Таким образом, поле определяется в каждой реальной вещи и каждой реальной вещью. В позднейшем постижении мы схватываем в поле то, чем являются в реальности вещи, уже схваченные в качестве реальных. Речь идет о модальном постижении их первичного схватывания. Что это за постижение? Об этом – следующая глава.
Глава третья
Реальное в полевом постижении: чувствующий логос
В первичном схватывании мы схватываем всякую реальную вещь в двух ее измерениях: индивидуальном и полевом. Но постигать нечто полевое не значит обязательно постигать это нечто полевым способом. Полевой характер принадлежит метам реальной вещи; поле есть измерение этих мет. Но постигать что-либо полевым способом есть нечто иное: это значит постигать реальную вещь постольку, поскольку она включена в поле, которое прежде того сама же и детерминировала своими метами. Это значит не постигать полевую вещь, а постигать вещь «в» поле.
Постижение реальной вещи в поле реальности есть, как мы уже сказали, позднейшее постижение, модализация первичного постижения чего-либо реального. Разумеется, такая модализация может быть не только полевой; любое постижение реальной вещи подвергается и другой модализации: мыслится как момент мира. В обоих случаях мы не только постигаем нечто как «реальное», но и постигаем то, что это реальное есть «в реальности». Но в полевом постижении мы постигаем то, что некоторая вещь есть в реальности, если взять ее в соответствии другим реальным вещам – почувствованным или могущим быть почувствованными; тогда как в мирском постижении мы постигаем, что некоторая вещь в реальности есть в мире. В этой, второй, части книги я буду говорить только о том, что́ некоторая вещь представляет собой в реальности, будучи взята в ее соответствии другим полевым вещам.
Чтобы понять, что представляет собой это постижение, мы должны рассмотреть две большие проблемы: 1) в чем состоит полевое постижение как таковое; 2) какова базовая структура этого постижения.
§ 1. Полевое постижение как таковое
В полевом постижении имеются разные аспекты и моменты. Чтобы охватить их все в одном именовании, я буду употреблять уже ставший классическим термин логос.
Это слово имеет в греческом языке множество значений, но я здесь буду употреблять его только в том смысле, в котором логос означает «заявлять нечто в отношении чего-то». Так вот, на мой взгляд, этот логос не был концептуализирован греками с исчерпывающей полнотой. Поэтому я должен сформулировать с достаточной степенью строгости, что именно я понимаю под логосом.
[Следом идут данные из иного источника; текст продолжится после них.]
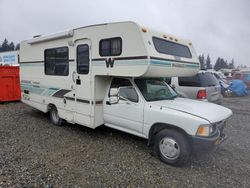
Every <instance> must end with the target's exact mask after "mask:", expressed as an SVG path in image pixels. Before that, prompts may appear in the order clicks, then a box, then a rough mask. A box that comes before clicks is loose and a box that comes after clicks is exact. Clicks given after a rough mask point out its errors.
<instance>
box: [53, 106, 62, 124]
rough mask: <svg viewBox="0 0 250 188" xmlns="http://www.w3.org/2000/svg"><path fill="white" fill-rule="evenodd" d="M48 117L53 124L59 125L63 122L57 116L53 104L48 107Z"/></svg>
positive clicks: (56, 110)
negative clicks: (50, 120)
mask: <svg viewBox="0 0 250 188" xmlns="http://www.w3.org/2000/svg"><path fill="white" fill-rule="evenodd" d="M50 119H51V121H52V123H53V124H54V125H57V126H61V125H62V124H63V119H61V118H60V117H59V115H58V111H57V108H56V107H55V106H52V107H51V109H50Z"/></svg>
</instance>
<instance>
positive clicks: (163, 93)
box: [135, 79, 177, 101]
mask: <svg viewBox="0 0 250 188" xmlns="http://www.w3.org/2000/svg"><path fill="white" fill-rule="evenodd" d="M135 83H136V85H137V87H138V88H139V89H140V91H141V93H142V95H143V96H144V98H145V99H146V101H158V100H169V99H174V98H175V97H176V96H177V93H176V92H175V91H174V90H173V89H172V88H171V87H170V86H169V85H167V84H166V83H165V81H164V80H163V79H162V80H161V79H135Z"/></svg>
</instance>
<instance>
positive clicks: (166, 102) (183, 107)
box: [151, 97, 233, 123]
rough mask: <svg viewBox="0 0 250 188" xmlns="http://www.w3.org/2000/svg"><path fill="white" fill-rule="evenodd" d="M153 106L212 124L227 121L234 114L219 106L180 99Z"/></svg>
mask: <svg viewBox="0 0 250 188" xmlns="http://www.w3.org/2000/svg"><path fill="white" fill-rule="evenodd" d="M151 104H152V105H157V106H160V107H163V108H168V109H172V110H177V111H181V112H184V113H188V114H191V115H194V116H197V117H200V118H203V119H205V120H207V121H209V122H210V123H215V122H219V121H222V120H225V119H227V118H229V117H230V116H231V115H232V114H233V113H232V111H231V110H230V109H228V108H225V107H223V106H220V105H217V104H213V103H210V102H203V101H198V100H192V99H186V98H180V97H178V98H175V99H173V100H164V101H154V102H151Z"/></svg>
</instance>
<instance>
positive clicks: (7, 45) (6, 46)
mask: <svg viewBox="0 0 250 188" xmlns="http://www.w3.org/2000/svg"><path fill="white" fill-rule="evenodd" d="M1 51H2V52H5V51H9V42H8V40H7V39H6V38H5V39H4V41H3V43H2V48H1Z"/></svg>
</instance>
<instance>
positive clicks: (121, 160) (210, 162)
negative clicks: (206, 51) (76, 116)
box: [0, 97, 250, 188]
mask: <svg viewBox="0 0 250 188" xmlns="http://www.w3.org/2000/svg"><path fill="white" fill-rule="evenodd" d="M224 105H225V106H227V107H229V108H231V109H232V110H233V112H234V115H233V117H232V118H230V120H229V121H228V124H227V128H226V130H225V132H226V133H227V135H228V136H229V137H230V138H229V139H228V140H227V141H226V142H224V143H223V144H222V145H221V146H220V147H219V148H218V149H217V150H216V151H214V152H212V153H209V154H207V155H197V156H194V157H192V159H191V161H190V162H189V163H188V164H187V165H186V166H184V167H182V168H175V167H172V166H169V165H166V164H164V163H162V162H161V161H159V160H158V159H157V158H156V157H155V156H152V155H151V149H150V148H148V147H147V141H146V140H144V139H141V138H138V137H135V136H132V135H129V134H125V133H122V132H119V131H116V130H113V129H109V128H106V127H100V128H98V129H96V130H91V129H88V128H85V127H82V126H79V125H71V124H66V125H65V126H63V127H57V126H54V125H52V124H51V122H50V120H49V117H48V116H47V115H46V114H43V113H41V112H39V111H37V110H35V109H32V108H30V107H28V106H26V105H24V104H22V103H5V104H0V187H47V188H49V187H199V188H200V187H250V180H249V177H250V138H249V135H250V97H246V98H227V99H225V100H224Z"/></svg>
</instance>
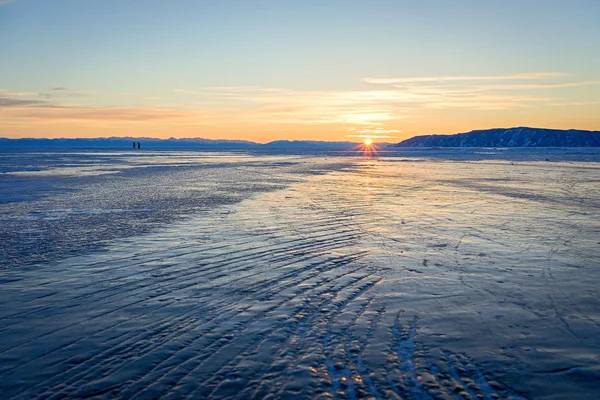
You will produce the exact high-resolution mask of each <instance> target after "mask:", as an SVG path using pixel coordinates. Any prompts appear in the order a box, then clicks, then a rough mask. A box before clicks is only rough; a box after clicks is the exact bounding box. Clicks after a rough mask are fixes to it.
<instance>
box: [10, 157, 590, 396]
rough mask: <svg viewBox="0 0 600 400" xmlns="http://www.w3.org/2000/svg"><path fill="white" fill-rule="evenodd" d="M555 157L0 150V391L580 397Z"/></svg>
mask: <svg viewBox="0 0 600 400" xmlns="http://www.w3.org/2000/svg"><path fill="white" fill-rule="evenodd" d="M563 150H564V151H563V152H561V149H552V150H543V149H535V150H530V151H526V150H519V151H514V150H503V149H470V150H469V151H464V150H460V151H456V152H448V150H447V149H445V150H439V151H438V150H435V149H434V150H419V151H414V152H399V153H384V152H382V153H381V154H380V157H374V158H364V157H349V156H347V155H344V154H323V155H321V156H318V157H315V156H309V155H287V156H284V155H249V154H227V153H218V154H207V153H196V152H177V153H166V152H164V153H161V152H157V153H143V154H142V153H138V154H135V153H117V152H110V153H89V152H87V153H84V152H82V153H76V152H72V153H44V154H39V153H38V154H33V153H0V160H1V161H0V171H2V173H0V239H1V240H2V242H1V243H0V254H1V255H2V260H0V262H1V264H0V265H1V267H2V269H0V393H2V398H3V399H11V398H14V399H17V398H49V399H54V398H90V397H98V398H136V399H137V398H139V399H143V398H148V399H152V398H173V399H175V398H239V399H249V398H274V399H275V398H301V399H303V398H317V397H321V398H349V399H355V398H375V399H384V398H390V399H399V398H403V399H437V398H449V399H494V398H513V399H522V398H532V399H565V398H569V399H594V398H600V386H599V385H598V384H597V383H598V382H599V381H600V335H599V333H600V298H599V294H600V285H599V283H600V279H599V278H600V262H599V261H600V163H599V162H598V161H600V159H599V158H600V157H599V155H600V151H599V150H595V151H594V150H590V149H582V150H576V149H568V150H565V149H563ZM546 160H548V161H546Z"/></svg>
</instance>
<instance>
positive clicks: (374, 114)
mask: <svg viewBox="0 0 600 400" xmlns="http://www.w3.org/2000/svg"><path fill="white" fill-rule="evenodd" d="M599 18H600V1H598V0H552V1H547V0H527V1H523V0H519V1H514V0H453V1H450V0H421V1H414V0H368V1H367V0H364V1H362V0H361V1H358V0H329V1H328V0H318V1H317V0H302V1H299V0H298V1H296V0H272V1H267V0H127V1H124V0H0V137H9V138H19V137H106V136H138V137H161V138H169V137H204V138H211V139H218V138H221V139H242V140H251V141H256V142H268V141H272V140H280V139H288V140H327V141H361V140H363V138H364V137H371V138H373V139H374V140H376V141H387V142H398V141H400V140H402V139H405V138H408V137H412V136H415V135H419V134H431V133H457V132H466V131H470V130H473V129H486V128H493V127H512V126H533V127H546V128H558V129H570V128H574V129H590V130H600V23H599V20H600V19H599Z"/></svg>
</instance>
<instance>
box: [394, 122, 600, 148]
mask: <svg viewBox="0 0 600 400" xmlns="http://www.w3.org/2000/svg"><path fill="white" fill-rule="evenodd" d="M393 147H600V131H584V130H576V129H569V130H560V129H544V128H528V127H517V128H508V129H506V128H495V129H485V130H477V131H471V132H466V133H458V134H454V135H424V136H415V137H412V138H410V139H406V140H403V141H401V142H400V143H398V144H396V145H393Z"/></svg>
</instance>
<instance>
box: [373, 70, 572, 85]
mask: <svg viewBox="0 0 600 400" xmlns="http://www.w3.org/2000/svg"><path fill="white" fill-rule="evenodd" d="M568 75H569V74H566V73H563V72H529V73H520V74H512V75H491V76H469V75H442V76H416V77H399V78H364V79H363V81H365V82H367V83H377V84H395V83H421V82H444V81H505V80H522V79H547V78H559V77H565V76H568Z"/></svg>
1) «Логос» происходит от слова λέγειν, означающего «соединять», «собирать». Этот смысл еще сохраняется в таких словах, как «антология». В занимающем нас вопросе греки укореняли свою идею λέγειν в этой идее собирания. На мой взгляд, этого недостаточно. Несомненно, λέγειν означает «соединять», «собирать». Но собирать что? Надо, наконец, это сказать. Греки не задерживались на этом пункте. Так вот, соединяется и собирается то, что пребывает в поле реальности. Таким образом, прежде чем обозначать само собирание, λέγειν должно послужить обозначением акта «полевого» собирания: это – полевое λέγειν. Итак, не останавливаясь на собирании, нужно идти к полевому характеру λέγειν.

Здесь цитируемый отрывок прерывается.